Evidence for the Active Phase of Heterogeneous Catalysts through In Situ Reaction Product Imaging and Multiscale Modeling

TL;DR

This study combines multi-scale modeling and in situ reaction product imaging to identify the active phase of Pd(100) catalysts during CO oxidation, revealing that pristine Pd(100) predominantly drives catalytic activity under near-ambient conditions.

Contribution

The paper introduces an integrated approach using density-functional theory, kinetic Monte Carlo, and fluid dynamics to directly link surface models with experimental reaction signals.

Findings

Pristine Pd(100) is the main active phase during CO oxidation.

Coexistence of oxidic domains may influence activity.

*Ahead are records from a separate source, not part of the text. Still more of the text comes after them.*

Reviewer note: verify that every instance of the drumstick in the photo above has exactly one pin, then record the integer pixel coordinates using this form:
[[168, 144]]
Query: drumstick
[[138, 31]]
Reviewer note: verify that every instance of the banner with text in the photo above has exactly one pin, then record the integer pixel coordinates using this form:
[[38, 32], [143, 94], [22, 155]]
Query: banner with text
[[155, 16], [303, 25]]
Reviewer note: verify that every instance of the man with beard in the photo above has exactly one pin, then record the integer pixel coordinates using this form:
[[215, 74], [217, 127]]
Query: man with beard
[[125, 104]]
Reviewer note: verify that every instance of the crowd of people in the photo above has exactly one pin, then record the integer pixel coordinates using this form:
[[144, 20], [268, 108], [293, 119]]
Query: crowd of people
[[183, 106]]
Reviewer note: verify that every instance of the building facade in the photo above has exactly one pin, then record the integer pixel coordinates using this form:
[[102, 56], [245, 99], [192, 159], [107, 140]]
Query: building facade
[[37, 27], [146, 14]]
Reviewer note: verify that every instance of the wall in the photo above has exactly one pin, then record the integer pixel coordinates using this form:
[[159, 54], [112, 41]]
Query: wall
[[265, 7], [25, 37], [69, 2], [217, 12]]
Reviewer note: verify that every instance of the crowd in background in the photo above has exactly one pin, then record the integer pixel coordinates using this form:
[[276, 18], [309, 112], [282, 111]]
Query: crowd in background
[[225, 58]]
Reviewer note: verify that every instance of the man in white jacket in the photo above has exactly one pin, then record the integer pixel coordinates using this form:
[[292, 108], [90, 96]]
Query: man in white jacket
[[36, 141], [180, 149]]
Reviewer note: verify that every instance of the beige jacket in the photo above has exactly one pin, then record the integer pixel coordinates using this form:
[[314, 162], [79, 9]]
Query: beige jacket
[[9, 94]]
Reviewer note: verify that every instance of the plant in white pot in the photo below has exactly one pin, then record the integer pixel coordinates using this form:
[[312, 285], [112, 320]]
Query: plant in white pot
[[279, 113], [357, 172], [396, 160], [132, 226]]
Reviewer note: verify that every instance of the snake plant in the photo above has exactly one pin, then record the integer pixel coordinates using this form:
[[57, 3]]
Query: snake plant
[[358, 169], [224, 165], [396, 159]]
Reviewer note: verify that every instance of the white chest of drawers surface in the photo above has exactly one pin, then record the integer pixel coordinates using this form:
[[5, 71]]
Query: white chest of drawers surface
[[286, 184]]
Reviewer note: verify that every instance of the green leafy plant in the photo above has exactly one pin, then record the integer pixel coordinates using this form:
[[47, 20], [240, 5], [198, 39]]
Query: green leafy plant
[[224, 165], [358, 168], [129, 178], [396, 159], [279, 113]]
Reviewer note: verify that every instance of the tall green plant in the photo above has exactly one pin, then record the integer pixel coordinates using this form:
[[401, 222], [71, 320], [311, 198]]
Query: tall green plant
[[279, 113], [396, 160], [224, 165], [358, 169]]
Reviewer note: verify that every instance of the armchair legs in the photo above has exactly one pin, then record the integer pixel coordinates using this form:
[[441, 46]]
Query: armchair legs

Modeling accurately reproduces LIF measurements.

Abstract

We use multi-scale modeling to analyze laser-induced fluorescence (LIF) measurements of the CO oxidation reaction over Pd(100) at near-ambient reaction conditions. Integrating density-functional theory based kinetic Monte Carlo simulations of the active catalyst into fluid-dynamical simulations of the mass transport inside the reactor chamber we calculate the reaction product concentration directly above the catalyst surface. Comparing corresponding data calculated for different surface models against the measured LIF signals we can discriminate the one that predominantly actuates the experimentally measured catalytic activity. For the probed CO oxidation reaction conditions the experimental activity is due to pristine Pd(100), possibly coexisting with other (oxidic) domains on the surface.